THIS WILL FORMALLY BE THE LAST POST ABOUT THEM. I will not answer any asks regarding it anymore, so if you want to make your own posts regarding those users, please use your own platforms, thank you.
as much as i encourage speaking up, i also don't want to give a flying duck about them anymore. y'know, like, i spoke up because i couldn't tolerate them and their behaviours anymore - couldn't just keep quiet when my mutuals are knowingly or unknowingly talking to shitty people like that. if they started a new blog, just let them. i don't really care anymore 😭 all i hope is that my mutuals and those that see this are more aware of internet safety and who you surround yourself with. it was already exhausting trying to warn others about them and not being listened to until i made this shit public — i'm not going to start becoming a blog that runs on discourse just so some can finally realise that this person was shitty and that person was the devil.

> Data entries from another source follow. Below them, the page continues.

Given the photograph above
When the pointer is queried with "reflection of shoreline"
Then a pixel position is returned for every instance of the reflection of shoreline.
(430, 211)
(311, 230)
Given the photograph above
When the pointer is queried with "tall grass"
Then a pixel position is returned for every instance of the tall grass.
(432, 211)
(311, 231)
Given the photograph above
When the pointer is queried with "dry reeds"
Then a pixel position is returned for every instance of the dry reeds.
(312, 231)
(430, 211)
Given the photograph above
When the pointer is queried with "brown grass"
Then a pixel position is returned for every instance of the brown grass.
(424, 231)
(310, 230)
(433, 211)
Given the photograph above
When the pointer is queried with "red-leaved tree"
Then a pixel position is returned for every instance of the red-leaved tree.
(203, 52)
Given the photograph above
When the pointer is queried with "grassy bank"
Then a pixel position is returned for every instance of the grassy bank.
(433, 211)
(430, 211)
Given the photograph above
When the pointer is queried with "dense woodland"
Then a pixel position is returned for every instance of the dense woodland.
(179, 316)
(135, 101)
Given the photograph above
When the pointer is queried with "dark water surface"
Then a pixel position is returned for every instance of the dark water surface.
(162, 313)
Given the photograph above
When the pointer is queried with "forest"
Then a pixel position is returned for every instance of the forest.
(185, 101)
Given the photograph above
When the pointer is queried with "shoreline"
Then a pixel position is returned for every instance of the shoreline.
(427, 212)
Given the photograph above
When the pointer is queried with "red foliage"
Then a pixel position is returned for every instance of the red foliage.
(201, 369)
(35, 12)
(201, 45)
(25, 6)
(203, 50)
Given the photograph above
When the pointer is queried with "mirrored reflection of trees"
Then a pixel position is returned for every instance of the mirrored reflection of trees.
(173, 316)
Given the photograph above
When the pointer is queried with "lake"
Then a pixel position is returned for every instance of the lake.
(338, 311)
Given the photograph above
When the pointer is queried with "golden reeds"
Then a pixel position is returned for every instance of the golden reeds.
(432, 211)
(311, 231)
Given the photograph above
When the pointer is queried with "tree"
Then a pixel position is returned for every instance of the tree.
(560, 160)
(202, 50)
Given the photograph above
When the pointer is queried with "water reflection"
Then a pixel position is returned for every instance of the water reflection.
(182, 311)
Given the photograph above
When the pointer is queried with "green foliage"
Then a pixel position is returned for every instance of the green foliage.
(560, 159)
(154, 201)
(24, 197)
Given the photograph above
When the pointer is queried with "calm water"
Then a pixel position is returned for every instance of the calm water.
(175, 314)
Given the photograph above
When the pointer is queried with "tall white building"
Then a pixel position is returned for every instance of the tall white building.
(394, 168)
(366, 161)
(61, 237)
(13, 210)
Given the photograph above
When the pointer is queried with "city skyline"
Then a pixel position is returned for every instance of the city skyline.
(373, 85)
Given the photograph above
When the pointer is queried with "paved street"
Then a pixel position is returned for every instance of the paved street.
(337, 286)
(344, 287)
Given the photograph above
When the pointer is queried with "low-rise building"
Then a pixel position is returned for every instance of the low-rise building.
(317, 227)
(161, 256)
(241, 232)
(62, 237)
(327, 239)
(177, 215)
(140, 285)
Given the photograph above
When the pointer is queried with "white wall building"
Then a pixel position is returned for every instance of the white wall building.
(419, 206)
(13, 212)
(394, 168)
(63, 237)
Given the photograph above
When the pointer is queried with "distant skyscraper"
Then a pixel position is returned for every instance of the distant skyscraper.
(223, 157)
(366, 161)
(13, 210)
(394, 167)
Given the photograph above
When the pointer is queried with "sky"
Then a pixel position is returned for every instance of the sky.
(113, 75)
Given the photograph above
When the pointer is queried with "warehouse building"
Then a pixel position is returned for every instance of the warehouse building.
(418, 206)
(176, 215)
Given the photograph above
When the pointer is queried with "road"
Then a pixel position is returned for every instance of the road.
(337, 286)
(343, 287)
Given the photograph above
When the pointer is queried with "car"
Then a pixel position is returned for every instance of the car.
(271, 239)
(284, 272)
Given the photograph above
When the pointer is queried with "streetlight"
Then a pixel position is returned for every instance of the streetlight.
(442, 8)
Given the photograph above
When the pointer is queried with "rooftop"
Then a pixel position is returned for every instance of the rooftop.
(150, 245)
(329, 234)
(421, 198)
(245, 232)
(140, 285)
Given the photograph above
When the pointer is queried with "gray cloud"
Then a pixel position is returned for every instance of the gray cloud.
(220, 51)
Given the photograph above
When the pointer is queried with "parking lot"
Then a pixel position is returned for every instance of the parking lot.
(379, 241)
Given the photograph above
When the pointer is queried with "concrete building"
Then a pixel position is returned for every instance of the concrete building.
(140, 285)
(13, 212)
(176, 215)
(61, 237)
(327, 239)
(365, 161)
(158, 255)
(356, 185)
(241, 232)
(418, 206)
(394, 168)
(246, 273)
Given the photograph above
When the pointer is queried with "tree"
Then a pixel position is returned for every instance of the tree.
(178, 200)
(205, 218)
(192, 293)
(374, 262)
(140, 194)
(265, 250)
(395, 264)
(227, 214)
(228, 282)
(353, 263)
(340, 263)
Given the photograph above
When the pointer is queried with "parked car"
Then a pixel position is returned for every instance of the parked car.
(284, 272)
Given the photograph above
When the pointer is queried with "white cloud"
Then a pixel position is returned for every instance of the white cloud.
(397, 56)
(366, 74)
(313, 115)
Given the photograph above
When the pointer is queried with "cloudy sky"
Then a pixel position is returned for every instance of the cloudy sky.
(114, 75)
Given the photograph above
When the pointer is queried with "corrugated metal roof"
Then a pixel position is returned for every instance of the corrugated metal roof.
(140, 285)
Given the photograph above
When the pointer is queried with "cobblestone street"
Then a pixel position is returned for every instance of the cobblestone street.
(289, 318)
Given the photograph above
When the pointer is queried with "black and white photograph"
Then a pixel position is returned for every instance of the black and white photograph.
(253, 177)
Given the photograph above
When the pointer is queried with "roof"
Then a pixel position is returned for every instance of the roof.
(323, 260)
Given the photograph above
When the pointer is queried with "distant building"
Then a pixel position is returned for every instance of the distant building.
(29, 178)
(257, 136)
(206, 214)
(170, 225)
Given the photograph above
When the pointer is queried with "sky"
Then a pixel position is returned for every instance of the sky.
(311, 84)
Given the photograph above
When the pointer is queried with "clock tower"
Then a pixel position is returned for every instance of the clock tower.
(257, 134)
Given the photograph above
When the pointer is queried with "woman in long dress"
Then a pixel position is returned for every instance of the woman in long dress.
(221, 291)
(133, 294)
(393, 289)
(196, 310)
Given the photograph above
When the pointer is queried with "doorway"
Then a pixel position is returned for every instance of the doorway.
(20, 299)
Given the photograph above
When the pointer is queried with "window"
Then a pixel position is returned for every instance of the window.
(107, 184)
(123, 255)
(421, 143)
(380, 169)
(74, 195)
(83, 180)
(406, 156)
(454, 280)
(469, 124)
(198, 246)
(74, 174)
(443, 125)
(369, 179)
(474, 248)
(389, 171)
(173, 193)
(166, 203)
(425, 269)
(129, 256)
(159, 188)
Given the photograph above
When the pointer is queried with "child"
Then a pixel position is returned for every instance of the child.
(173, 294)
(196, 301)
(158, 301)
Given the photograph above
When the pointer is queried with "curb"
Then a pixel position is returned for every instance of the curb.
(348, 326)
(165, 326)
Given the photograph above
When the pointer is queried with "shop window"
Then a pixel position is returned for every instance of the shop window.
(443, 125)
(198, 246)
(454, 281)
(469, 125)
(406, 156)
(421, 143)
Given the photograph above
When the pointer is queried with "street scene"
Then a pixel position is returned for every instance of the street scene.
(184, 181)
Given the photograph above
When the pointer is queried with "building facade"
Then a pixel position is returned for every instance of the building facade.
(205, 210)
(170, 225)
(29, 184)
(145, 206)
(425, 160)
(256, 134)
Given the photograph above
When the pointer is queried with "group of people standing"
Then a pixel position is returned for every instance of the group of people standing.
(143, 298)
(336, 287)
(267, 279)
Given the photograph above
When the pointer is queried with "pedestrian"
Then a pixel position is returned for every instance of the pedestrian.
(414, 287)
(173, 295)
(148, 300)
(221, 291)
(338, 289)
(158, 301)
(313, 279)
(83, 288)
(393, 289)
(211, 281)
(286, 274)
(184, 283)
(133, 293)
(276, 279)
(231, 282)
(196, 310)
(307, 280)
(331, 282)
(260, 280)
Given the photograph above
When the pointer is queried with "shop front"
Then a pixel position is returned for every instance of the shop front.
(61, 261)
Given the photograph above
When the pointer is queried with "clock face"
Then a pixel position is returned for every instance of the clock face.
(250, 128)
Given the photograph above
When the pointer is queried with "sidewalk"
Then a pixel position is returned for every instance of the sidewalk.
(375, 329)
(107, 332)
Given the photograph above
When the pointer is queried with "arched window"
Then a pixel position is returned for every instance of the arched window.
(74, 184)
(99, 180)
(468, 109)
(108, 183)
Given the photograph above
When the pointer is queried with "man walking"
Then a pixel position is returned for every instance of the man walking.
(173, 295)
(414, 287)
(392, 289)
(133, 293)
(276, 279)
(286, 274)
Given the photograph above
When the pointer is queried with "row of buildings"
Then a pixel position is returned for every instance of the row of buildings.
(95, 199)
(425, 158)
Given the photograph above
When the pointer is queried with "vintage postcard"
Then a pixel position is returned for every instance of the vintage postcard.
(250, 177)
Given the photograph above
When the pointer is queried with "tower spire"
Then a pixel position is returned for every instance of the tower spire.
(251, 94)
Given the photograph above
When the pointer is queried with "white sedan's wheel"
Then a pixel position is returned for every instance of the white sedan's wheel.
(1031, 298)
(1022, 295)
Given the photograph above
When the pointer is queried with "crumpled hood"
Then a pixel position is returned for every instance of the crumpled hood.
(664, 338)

thanks for also caring abt me and informing me of their new url, i appreciate that a lot! it's on my blocklist now + the mutuals they've tagged on that post too 💀 if, however, i blocked you without a good reason why, or if i blocked you before you knew of this and had already cut ties with them, feel free to send me a message or ask on a different blog! i took precautionary blocks when it comes to having those kind of people as mutuals so .. yeah.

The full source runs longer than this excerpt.